O Sumo Pontífice nomeia os Bispos livremente, ou confirma os que foram legitimamente eleitos (Cân. 377).

Bispo Coadjutor / Auxiliar: Quando as necessidades pastorais da diocese o aconselharem, são constituídos um ou vários Bispos auxiliares, a pedido do Bispo diocesano. Pode a Santa Sé constituir de ofício um Bispo coadjutor, também com faculdades especiais. O Bispo coadjutor tem direito de sucessão (Cân. 403); o Bispo auxiliar não tem direito de sucessão.

Metropolita: o Arcebispo que assume uma arquidiocese à qual está anexo o ofício de presidir a uma província eclesiástica (na área, várias dioceses tidas como sufragâneas).

Administrador Diocesano: É aquele que rege temporariamente uma diocese. É eleito pelo Colégio de Consultores e tem as obrigações e o poder do bispo diocesano.

Legado (Núncio Apostólico): Clérigo a quem é confiado o encargo de representar estavelmente o Romano Pontífice, junto às Igrejas particulares ou também junto aos Estados e Autoridades públicas, aos quais são enviados. (Cân. 363).

Conselho Presbiteral - Formado “por um grupo de Sacerdotes que, representando todo o Presbitério da Diocese, seja como o Senado do Bispo, cabendo-lhe, de acordo com o direito, ajudar o Bispo no governo da Diocese, a fim de se promover ao máximo o bem pastoral da porção do Povo de Deus que lhe foi confiada” (cân. 495, §1).

Colégio dos Consultores – Obrigatório em todas as dioceses católicas. é constituído por presbíteros, em número não inferior a seis e não superior a doze, livremente escolhidos pelo bispo diocesano entre os membros do conselho presbiteral.

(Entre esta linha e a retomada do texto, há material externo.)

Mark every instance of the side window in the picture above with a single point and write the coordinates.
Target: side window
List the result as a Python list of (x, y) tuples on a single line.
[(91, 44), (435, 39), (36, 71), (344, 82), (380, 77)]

Sua função é auxiliar o bispo diocesano no governo da diocese com seu conselho e, às vezes, com seu consentimento, segundo as normas determinadas pelo direito canônico. “Sede vacante” – Quando a Diocese/Arquidiocese perde (por morte, renúncia ou transferência) o seu (Arce)bispo diocesano; por conseqüência, cessou também o poder ordinário do Vigário Geral e dos Vigários Episcopais os quais, com o Bispo, tinham poder ordinário, embora de forma vicária; cessam também as atribuições do Conselho Presbiteral as quais são agora da competência do Colégio de Consultores. Cúria – (arqui)diocesana, romana ou papal – Conjunto de organismos e pessoas que ajudam o (arce) bispo, ou o Papa, no governo de toda a diocese, ou de toda a igreja. A nomeação dos que exercem ofícios na cúria compete ao (arce) bispo diocesano, ou ao Papa, conforme o caso.